McIlroy’s solution is short enough to quote below [1].
tr -cs A-Za-z '
' |
tr A-Z a-z |
sort |
uniq -c |
sort -rn |
sed ${1}q
McIlroy’s response to Knuth was like Abraham Lincoln’s response to Edward Everett at Gettysburg. Lincoln’s famous address was 50x shorter than that of the orator who preceded him [2]. (Update: There’s more to the story. See [3].)
Knuth and McIlroy had very different objectives and placed different constraints on themselves, and so their solutions are not directly comparable. But McIlroy’s solution has become famous. Knuth’s solution is remembered, if at all, as the verbose program that McIlroy responded to.
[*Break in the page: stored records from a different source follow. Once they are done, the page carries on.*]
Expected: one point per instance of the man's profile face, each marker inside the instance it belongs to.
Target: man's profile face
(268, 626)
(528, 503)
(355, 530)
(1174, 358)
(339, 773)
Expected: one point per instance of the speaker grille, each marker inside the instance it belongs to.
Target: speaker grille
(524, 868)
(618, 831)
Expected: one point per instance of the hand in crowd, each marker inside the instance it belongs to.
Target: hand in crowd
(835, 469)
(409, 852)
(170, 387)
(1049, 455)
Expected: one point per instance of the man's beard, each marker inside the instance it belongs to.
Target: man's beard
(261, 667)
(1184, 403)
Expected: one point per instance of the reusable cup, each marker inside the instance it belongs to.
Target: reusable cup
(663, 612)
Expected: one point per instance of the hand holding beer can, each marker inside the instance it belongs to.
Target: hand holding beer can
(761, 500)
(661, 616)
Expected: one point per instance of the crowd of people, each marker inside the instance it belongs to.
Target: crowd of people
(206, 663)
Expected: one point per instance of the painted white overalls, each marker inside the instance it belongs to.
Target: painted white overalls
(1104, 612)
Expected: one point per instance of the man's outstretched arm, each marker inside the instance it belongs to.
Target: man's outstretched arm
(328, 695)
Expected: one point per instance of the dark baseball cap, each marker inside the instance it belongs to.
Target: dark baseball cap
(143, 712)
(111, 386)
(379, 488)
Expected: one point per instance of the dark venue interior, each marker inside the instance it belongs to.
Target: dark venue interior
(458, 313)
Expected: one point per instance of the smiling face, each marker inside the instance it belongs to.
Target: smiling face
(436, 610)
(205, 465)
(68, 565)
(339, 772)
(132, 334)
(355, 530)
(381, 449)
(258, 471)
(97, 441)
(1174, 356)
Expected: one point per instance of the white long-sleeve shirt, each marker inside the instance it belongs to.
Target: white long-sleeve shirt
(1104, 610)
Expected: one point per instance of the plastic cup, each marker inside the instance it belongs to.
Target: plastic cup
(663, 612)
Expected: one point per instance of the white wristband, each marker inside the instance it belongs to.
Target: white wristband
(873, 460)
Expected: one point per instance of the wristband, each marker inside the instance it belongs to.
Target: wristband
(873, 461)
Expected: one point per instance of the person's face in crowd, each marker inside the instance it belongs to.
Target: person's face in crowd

The stereotype of a Unix wizard is someone who could improvise programs like the one above. Maybe McIlroy carefully thought about his program for days, looking for the most elegant solution. That would seem plausible, but in fact he says the script was “written on the spot and worked on the first try.” He said that the script was similar to one he had written a year before, but it still counts as an improvisation.
Why can’t I write scripts like that?
McIlroy’s script was a real example of the kind of wizardry attributed to Unix adepts. Why can’t more people quickly improvise scripts like that?
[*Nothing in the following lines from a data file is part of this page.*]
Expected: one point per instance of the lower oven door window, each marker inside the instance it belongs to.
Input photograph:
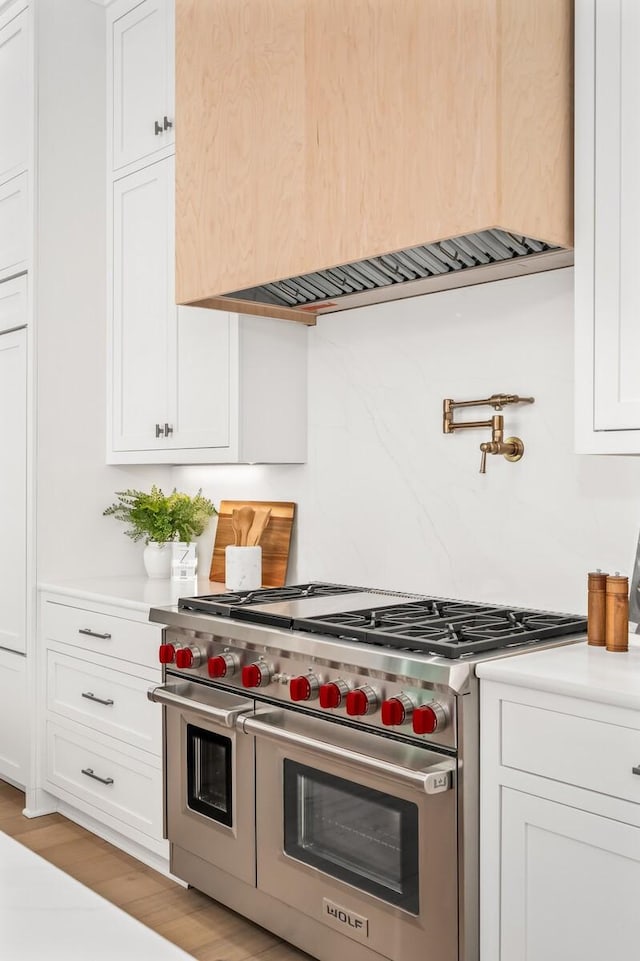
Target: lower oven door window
(209, 780)
(353, 833)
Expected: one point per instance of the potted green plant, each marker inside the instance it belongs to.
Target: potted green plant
(161, 519)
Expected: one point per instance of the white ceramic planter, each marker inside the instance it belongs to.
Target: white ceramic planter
(157, 559)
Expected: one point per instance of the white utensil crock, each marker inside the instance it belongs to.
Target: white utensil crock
(242, 568)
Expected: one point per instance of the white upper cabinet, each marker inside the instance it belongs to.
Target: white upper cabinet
(142, 64)
(607, 214)
(140, 307)
(16, 116)
(190, 385)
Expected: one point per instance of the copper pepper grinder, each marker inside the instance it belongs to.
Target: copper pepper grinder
(596, 622)
(617, 613)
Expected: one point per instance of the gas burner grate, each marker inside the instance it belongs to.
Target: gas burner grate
(227, 604)
(446, 628)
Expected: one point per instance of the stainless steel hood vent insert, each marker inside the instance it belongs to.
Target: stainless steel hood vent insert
(402, 267)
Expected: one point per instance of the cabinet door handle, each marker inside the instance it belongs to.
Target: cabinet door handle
(96, 777)
(90, 696)
(85, 630)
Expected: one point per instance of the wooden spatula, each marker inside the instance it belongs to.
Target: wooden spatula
(236, 529)
(260, 521)
(245, 520)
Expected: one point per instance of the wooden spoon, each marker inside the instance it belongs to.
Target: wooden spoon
(260, 521)
(236, 529)
(245, 520)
The exercise that Bentley posed was the kind of problem that programmers like McIlroy solved routinely at the time. The tools he piped together were developed precisely for such problems. McIlroy didn’t see his solution as extraordinary but said “Old UNIX hands know instinctively how to solve this one in a jiffy.”
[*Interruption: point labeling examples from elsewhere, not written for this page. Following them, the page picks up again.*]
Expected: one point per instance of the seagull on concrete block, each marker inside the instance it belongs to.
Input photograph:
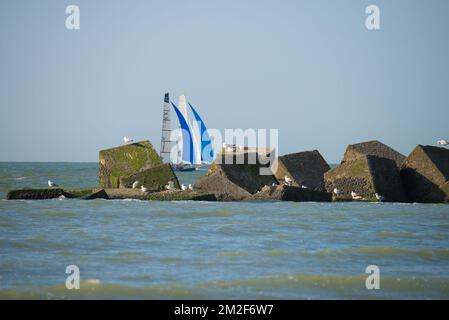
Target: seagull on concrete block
(355, 196)
(127, 140)
(135, 184)
(51, 184)
(170, 185)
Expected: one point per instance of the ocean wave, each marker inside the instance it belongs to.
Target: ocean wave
(378, 251)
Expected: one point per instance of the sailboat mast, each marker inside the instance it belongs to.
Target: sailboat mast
(166, 131)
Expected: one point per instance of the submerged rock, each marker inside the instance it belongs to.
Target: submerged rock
(291, 193)
(222, 188)
(366, 175)
(372, 148)
(425, 174)
(126, 160)
(34, 194)
(247, 175)
(168, 195)
(153, 178)
(304, 168)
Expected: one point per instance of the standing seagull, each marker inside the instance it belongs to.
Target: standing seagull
(127, 140)
(355, 196)
(51, 184)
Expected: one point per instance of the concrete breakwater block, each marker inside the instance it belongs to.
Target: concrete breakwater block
(372, 148)
(366, 175)
(305, 168)
(425, 174)
(124, 161)
(291, 193)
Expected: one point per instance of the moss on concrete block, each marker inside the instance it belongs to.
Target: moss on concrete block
(425, 174)
(126, 160)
The traditional Unix toolbox is full of utilities for text manipulation. Not only are they useful, but they compose well. This composability depends not only on the tools themselves, but also the shell environment they were designed to operate in. (The latter is why some utilities don’t work as well when ported to other operating systems, even if the functionality is duplicated.)
Bentley’s exercise was clearly text-based: given a text file, produce a text file. What about problems that are not text manipulation? The trick to being productive from a command line is to turn problems into text manipulation problems. The output of a shell command is text. Programs are text. Once you get into the necessary mindset, everything is text. This may not be the most efficient approach to a given problem, but it’s a possible strategy.
The hard part
The hard part on the path to becoming a command line wizard, or any kind of wizard, is thinking about how to apply existing tools to your particular problems. You could memorize McIlroy’s script and be prepared next time you need to report word frequencies, but applying the spirit of his script to your particular problems takes work. Reading one-liners that other people have developed for their work may be inspiring, or intimidating, but they’re no substitute for thinking hard about your particular work.
Repetition
You get faster at anything with repetition. Maybe you don’t solve any particular kind of problem often enough to be fluent at solving it. If someone can solve a problem by quickly typing a one-liner in a shell, maybe they are clever, or maybe their job is repetitive. Or maybe both: maybe they’ve found a way to make semi-repetitive tasks repetitive enough to automate. One way to become more productive is to split semi-repetitive tasks into more creative and more repetitive parts.
More command line posts
[1] The odd-looking line break is a quoted newline.
[2] Everett’s speech contained 13,607 words while Lincoln’s Gettysburg Address contained 272, a ratio of almost exactly 50 to 1.
[3] See Hillel Wayne’s post Donald Knuth was Framed. Here’s an excerpt:
Most of the “eight pages” aren’t because Knuth is doing LP [literate programming], but because he’s Donald Knuth:
- One page is him setting up the problem (“what do we mean by ‘word’? What if multiple words share the same frequency?”) and one page is just the index.
- Another page is just about working around specific Pascal issues no modern language has, like “how do we read in an integer” and “how do we identify letters when Pascal’s character set is poorly defined.”
- Then there’s almost four pages of handrolling a hash trie.
The “eight pages” refers to the length of the original publication. I described the paper as 17 pages because that the length in the book where I found it.